Autor: José Carrilero Gil

Localización:

Emplazamiento: La escultura está situada en el pasaje emplazado en la fachada trasera del Círculo Oscense, más conocido en la ciudad como el Casino de Huesca, entre las vías de la Calle del Parque y la Calle San José de Calasanz.

Colaboradores: Se trata de una réplica de un diseño realizado originalmente en 1969.

Materiales: La base es de hormigón armado mientras que el grupo figurativo es de bronce.

Dimensiones (altura/anchura/profundidad): El pedestal posee unas dimensiones de 115 cm x 96 cm x 96 cm mientras que el grupo escultórico tiene como medidas 170 cm x 92 cm x 92 cm.

Cronología: El diseño original de la obra es del año 1969. La réplica instalada en Huesca fue inaugurada por la alcaldesa, Ana Alós, el 17 de enero de 2013.

Promotor: La empresa John Deere encargó el diseño de la pieza a José Carrilero Gil en 1969. Se hicieron 32 copias que fueron vendidas a los concesionarios de la marca y con el devenir de los años, fueron regala

Propietario: Ayuntamiento de Huesca

Inscripciones: Contiene una placa donde se especifica en dos idiomas (castellano e inglés) la simbología de la escultura junto con el título de la misma: "La escultura representa al agricultor con la agricultura a su derecha en forma de mujer y el Progreso en forma de niño. La agricultura es portadora de los frutos de la tierra y lleva marcada la huella de la mecanización en forma de dientes de engranaje tallados en el vuelo de la falda. El agricultor soporta y levanta en solícita ayuda con sus manos al Progreso que avanza con un paso al frente hacia el futuro y que alza en sus manos, en la forma de un haz de mies, la promesa de alimento y vestido para la humanidad. Agricultor, agricultura y progreso forman un grupo que simboliza la unión y ligazón entre los tres y les imprime un sello humano y familiar".

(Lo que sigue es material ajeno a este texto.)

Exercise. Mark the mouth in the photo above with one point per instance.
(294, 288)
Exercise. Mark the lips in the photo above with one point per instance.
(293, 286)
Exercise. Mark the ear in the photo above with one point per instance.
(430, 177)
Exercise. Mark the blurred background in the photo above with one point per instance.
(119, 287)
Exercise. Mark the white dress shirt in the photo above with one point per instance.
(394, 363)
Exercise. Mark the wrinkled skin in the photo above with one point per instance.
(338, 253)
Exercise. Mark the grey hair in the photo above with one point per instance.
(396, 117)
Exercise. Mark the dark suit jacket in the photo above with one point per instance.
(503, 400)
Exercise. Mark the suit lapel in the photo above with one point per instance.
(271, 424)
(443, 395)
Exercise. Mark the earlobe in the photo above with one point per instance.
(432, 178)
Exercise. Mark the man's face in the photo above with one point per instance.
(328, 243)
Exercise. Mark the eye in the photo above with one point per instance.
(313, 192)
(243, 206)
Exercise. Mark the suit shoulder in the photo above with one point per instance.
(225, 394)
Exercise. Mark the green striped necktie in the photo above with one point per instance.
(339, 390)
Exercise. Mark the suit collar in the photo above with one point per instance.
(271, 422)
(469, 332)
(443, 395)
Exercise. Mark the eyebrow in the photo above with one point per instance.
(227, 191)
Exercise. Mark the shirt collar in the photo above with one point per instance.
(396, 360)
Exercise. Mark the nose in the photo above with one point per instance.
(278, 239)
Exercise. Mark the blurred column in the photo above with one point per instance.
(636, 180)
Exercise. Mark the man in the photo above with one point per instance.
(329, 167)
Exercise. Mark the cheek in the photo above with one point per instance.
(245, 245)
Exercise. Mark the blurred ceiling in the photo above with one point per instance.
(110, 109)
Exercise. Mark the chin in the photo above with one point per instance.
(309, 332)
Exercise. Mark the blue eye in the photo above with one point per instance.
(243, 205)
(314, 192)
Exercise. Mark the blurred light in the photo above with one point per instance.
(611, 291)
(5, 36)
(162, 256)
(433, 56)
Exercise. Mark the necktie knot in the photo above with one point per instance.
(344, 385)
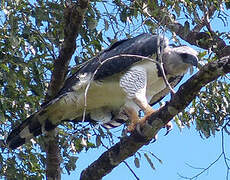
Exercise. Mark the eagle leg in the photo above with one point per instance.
(148, 112)
(133, 116)
(134, 119)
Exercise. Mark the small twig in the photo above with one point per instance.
(137, 178)
(204, 170)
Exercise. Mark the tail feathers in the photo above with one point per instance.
(29, 128)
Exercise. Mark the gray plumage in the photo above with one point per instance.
(119, 89)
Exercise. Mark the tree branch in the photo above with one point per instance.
(131, 144)
(73, 17)
(195, 37)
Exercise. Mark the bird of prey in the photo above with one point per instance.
(112, 87)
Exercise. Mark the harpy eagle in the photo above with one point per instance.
(111, 88)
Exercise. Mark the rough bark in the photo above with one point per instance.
(206, 40)
(73, 16)
(130, 145)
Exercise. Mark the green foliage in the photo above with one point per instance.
(31, 34)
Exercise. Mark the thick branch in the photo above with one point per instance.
(130, 145)
(73, 16)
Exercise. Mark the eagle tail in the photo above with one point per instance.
(29, 128)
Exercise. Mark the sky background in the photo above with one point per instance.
(182, 152)
(176, 150)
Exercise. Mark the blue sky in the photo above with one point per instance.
(176, 150)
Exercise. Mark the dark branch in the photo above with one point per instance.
(201, 39)
(73, 17)
(131, 144)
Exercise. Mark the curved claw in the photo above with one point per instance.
(169, 127)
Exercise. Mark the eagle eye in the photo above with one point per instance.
(184, 55)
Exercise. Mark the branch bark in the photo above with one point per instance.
(128, 146)
(193, 36)
(73, 17)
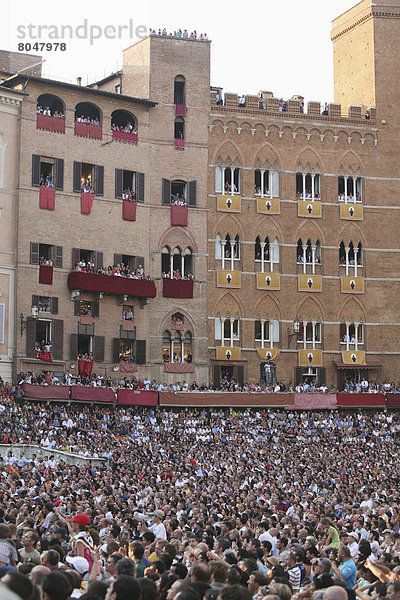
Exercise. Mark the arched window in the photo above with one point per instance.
(180, 90)
(122, 120)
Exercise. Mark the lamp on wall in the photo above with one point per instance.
(296, 329)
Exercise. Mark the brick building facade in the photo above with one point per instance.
(290, 228)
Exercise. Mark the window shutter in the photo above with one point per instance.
(140, 187)
(73, 346)
(54, 306)
(34, 259)
(99, 341)
(99, 180)
(166, 192)
(76, 256)
(77, 176)
(115, 355)
(275, 184)
(217, 329)
(95, 309)
(30, 337)
(36, 169)
(118, 183)
(218, 180)
(275, 330)
(58, 256)
(192, 193)
(141, 352)
(58, 338)
(98, 260)
(59, 173)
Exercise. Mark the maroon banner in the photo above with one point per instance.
(46, 274)
(131, 138)
(177, 288)
(81, 129)
(85, 367)
(92, 394)
(179, 215)
(90, 282)
(360, 400)
(47, 198)
(178, 368)
(43, 122)
(44, 356)
(315, 401)
(86, 203)
(180, 110)
(393, 400)
(136, 397)
(128, 367)
(129, 210)
(58, 125)
(224, 399)
(95, 132)
(57, 392)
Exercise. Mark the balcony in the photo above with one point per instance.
(309, 283)
(123, 136)
(129, 210)
(86, 203)
(109, 284)
(177, 288)
(228, 203)
(310, 209)
(268, 281)
(268, 206)
(351, 212)
(309, 357)
(352, 285)
(46, 274)
(179, 216)
(230, 279)
(47, 198)
(46, 123)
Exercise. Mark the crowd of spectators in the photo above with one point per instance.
(193, 504)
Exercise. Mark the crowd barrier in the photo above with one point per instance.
(122, 396)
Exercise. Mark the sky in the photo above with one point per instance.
(256, 45)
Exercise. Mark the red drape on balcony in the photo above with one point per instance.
(90, 282)
(86, 203)
(58, 125)
(177, 288)
(180, 110)
(95, 132)
(81, 129)
(85, 367)
(136, 397)
(129, 210)
(131, 138)
(43, 122)
(47, 198)
(44, 356)
(179, 215)
(46, 274)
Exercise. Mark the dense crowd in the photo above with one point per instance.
(199, 504)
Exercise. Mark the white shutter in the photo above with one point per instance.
(2, 313)
(275, 184)
(218, 331)
(275, 331)
(218, 180)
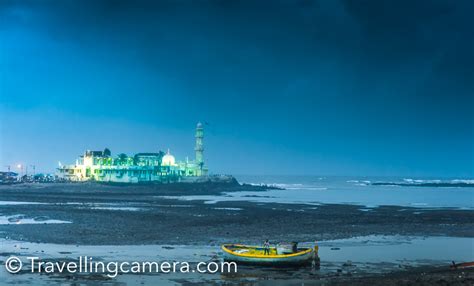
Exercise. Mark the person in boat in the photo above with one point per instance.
(266, 247)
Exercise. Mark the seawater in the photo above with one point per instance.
(315, 190)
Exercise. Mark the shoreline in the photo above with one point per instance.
(135, 216)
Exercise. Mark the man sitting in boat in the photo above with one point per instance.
(266, 247)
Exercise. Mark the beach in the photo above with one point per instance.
(357, 242)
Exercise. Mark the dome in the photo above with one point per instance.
(168, 160)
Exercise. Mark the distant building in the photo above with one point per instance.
(8, 177)
(142, 167)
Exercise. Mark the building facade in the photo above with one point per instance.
(142, 167)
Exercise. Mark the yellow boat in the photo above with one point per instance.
(245, 254)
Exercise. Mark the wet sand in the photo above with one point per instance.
(141, 214)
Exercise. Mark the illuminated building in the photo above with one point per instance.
(142, 167)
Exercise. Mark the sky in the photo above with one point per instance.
(340, 87)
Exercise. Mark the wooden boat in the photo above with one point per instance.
(244, 254)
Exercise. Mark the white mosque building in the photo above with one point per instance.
(142, 167)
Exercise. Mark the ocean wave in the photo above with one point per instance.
(408, 182)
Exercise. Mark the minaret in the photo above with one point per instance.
(199, 149)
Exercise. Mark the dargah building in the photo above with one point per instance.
(142, 167)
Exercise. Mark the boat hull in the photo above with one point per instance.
(303, 257)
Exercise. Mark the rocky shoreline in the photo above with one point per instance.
(109, 214)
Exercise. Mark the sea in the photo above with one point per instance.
(369, 192)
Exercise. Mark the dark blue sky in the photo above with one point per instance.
(299, 87)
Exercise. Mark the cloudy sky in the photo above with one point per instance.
(287, 87)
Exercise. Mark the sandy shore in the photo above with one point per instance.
(143, 214)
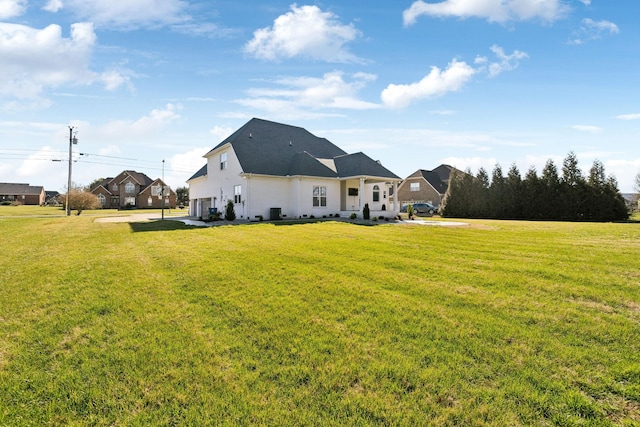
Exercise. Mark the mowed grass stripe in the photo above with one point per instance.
(496, 323)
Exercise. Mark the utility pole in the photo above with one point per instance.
(72, 140)
(162, 191)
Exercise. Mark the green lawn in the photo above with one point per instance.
(495, 323)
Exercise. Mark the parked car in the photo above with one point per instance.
(421, 208)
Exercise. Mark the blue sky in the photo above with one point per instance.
(410, 83)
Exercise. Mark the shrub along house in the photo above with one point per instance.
(131, 189)
(274, 170)
(23, 194)
(425, 186)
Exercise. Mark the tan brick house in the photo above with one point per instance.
(131, 189)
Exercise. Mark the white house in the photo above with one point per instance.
(278, 171)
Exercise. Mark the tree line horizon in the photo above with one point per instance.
(569, 196)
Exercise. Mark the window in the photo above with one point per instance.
(223, 161)
(319, 196)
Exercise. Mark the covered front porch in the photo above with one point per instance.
(356, 192)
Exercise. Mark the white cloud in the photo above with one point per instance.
(493, 10)
(506, 62)
(39, 164)
(635, 116)
(146, 127)
(305, 32)
(593, 30)
(436, 83)
(126, 14)
(296, 96)
(587, 128)
(457, 74)
(31, 62)
(53, 6)
(220, 133)
(12, 8)
(183, 165)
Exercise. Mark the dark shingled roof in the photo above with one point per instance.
(201, 172)
(17, 189)
(269, 148)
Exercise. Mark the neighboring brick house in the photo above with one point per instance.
(425, 186)
(131, 189)
(23, 194)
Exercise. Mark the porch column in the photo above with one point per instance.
(361, 195)
(395, 196)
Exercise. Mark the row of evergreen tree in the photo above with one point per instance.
(551, 196)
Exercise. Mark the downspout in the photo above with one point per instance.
(361, 194)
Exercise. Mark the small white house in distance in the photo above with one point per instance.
(272, 170)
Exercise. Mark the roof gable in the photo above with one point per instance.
(359, 164)
(269, 148)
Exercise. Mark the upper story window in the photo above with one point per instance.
(319, 196)
(223, 161)
(376, 193)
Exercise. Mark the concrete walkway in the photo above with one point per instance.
(189, 220)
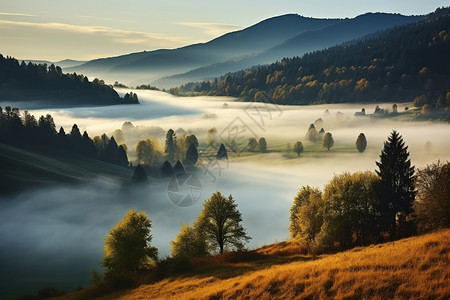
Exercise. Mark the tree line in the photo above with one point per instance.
(371, 207)
(399, 64)
(24, 131)
(22, 81)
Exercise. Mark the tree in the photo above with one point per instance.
(432, 203)
(178, 168)
(222, 153)
(361, 143)
(252, 144)
(128, 244)
(262, 145)
(189, 243)
(396, 189)
(220, 223)
(304, 211)
(312, 133)
(171, 145)
(298, 148)
(139, 174)
(350, 210)
(327, 141)
(191, 140)
(166, 169)
(191, 155)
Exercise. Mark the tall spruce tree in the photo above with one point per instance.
(396, 188)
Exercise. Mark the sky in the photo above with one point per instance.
(54, 30)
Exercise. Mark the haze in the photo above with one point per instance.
(55, 235)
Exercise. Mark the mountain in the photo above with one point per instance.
(48, 86)
(158, 63)
(413, 268)
(334, 33)
(398, 65)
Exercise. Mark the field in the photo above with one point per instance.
(417, 267)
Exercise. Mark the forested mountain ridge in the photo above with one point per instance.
(262, 43)
(399, 65)
(312, 39)
(49, 86)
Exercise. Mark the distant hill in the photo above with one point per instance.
(331, 34)
(48, 86)
(413, 268)
(238, 49)
(398, 64)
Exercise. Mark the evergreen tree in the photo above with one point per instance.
(178, 168)
(396, 189)
(139, 174)
(262, 145)
(166, 169)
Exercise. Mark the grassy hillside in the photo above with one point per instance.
(23, 169)
(417, 267)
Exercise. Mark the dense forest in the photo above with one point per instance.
(48, 85)
(397, 65)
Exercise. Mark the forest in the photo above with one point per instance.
(397, 65)
(49, 86)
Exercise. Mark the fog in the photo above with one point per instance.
(54, 236)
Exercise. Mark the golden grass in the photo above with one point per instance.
(414, 268)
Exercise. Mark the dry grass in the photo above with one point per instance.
(414, 268)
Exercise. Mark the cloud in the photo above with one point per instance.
(213, 29)
(117, 35)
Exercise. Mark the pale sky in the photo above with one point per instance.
(86, 29)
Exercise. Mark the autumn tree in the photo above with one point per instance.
(327, 141)
(189, 243)
(361, 143)
(211, 136)
(252, 144)
(262, 145)
(191, 155)
(396, 187)
(128, 244)
(350, 210)
(305, 217)
(312, 133)
(171, 145)
(298, 148)
(222, 153)
(432, 203)
(220, 223)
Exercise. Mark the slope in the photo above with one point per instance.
(21, 169)
(306, 41)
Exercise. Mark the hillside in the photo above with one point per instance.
(417, 268)
(48, 86)
(238, 49)
(396, 65)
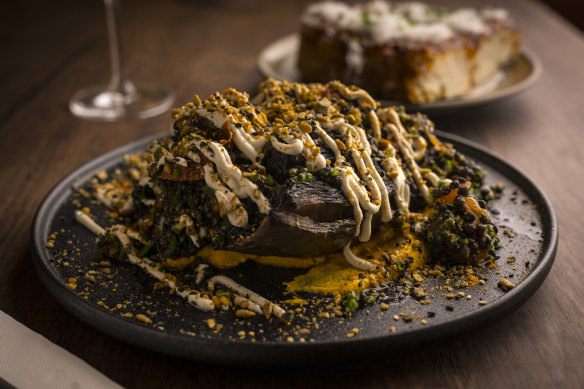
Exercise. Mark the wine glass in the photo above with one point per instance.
(121, 98)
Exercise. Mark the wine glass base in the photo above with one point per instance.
(139, 102)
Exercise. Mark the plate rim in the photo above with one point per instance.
(278, 353)
(263, 66)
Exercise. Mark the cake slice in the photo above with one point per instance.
(408, 52)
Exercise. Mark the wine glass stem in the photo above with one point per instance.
(119, 76)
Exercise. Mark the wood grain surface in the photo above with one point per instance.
(51, 49)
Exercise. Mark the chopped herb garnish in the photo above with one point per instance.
(351, 302)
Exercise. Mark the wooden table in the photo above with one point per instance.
(51, 49)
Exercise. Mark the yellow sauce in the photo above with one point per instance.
(332, 273)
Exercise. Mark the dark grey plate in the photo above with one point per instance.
(528, 236)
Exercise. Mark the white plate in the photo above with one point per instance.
(279, 59)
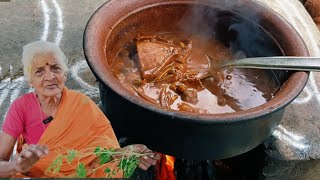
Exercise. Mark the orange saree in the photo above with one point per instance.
(78, 125)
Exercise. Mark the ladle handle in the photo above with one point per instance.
(279, 62)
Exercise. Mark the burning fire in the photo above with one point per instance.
(165, 169)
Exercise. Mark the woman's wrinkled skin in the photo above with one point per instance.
(48, 78)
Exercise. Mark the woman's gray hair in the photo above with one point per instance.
(41, 47)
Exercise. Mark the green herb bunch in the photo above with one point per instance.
(127, 161)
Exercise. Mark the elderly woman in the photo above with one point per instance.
(54, 119)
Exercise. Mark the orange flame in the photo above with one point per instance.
(165, 169)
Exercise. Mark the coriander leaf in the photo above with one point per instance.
(81, 171)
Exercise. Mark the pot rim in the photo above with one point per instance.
(289, 90)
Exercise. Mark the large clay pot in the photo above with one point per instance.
(246, 25)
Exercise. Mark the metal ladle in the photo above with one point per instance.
(278, 62)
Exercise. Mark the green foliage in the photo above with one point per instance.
(104, 154)
(127, 163)
(81, 171)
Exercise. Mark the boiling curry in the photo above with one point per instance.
(177, 72)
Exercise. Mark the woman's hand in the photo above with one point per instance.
(29, 156)
(150, 158)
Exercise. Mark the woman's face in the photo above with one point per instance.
(47, 76)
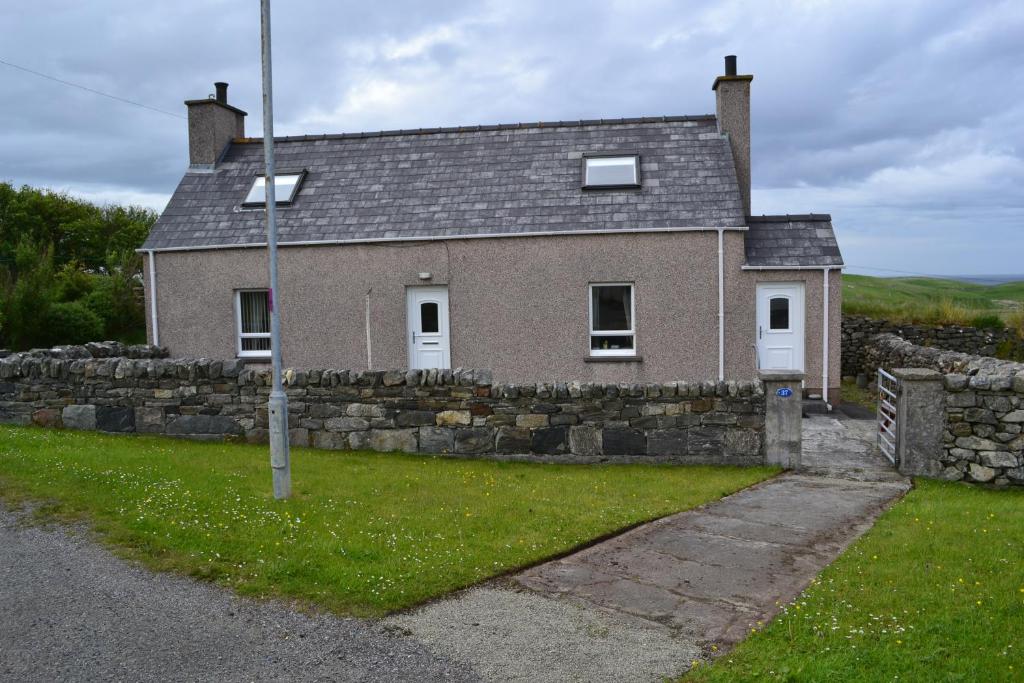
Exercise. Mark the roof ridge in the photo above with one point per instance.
(481, 128)
(788, 218)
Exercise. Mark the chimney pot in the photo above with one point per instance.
(212, 125)
(732, 110)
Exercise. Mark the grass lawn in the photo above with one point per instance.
(934, 592)
(365, 532)
(933, 300)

Biografía del representado: La escultura alude al símbolo del agricultor. El conjunto escultórico, que mide casi dos metros de altura, está compuesto de tres figuras de bronce que representan una familia de hortelanos. Las figuras aluden al Agricultor (figura masculina situada a la derecha), la Agricultura (figura femenina situada a la izquierda) y el Progreso representado por un niño situado en el centro de la composición. La figura femenina que alude a la Agricultura lleva los frutos de la tierra que porta en su regazo, al tiempo que lleva marcada la huella de la mecanización en forma de dientes de engranaje tallados en el vuelo de la falda. El Agricultor aúpa al Progreso (al niño) que avanza con un paso al frente hacia el futuro y que alza en sus manos, en la forma de un haz de mies, la promesa de alimento y vestido para la humanidad. Agricultor, agricultura y progreso forman un grupo que simboliza la unión y ligazón entre los tres y les imprime un sello tan humano como familiar. La unidad del conjunto se plasma en las tres figuras, varón, mujer, niño, estilizadas, sintéticas, curvilíneas, expresivas, cuya fuerza y eficacia volumétrica se encuentra paradigmáticamente en los vacíos.

Crónica: El 17 de enero de 2013 fue inaugurado este monumento que la marca de maquinaria agrícola John Deere cedió a la ciudad. El grupo está situado en el pasaje situado en la fachada trasera del Círculo Oscense. No se trata de una pieza única sino que existen copias de esta misma escultura en diferentes localidades de la geografía aragonesa y española.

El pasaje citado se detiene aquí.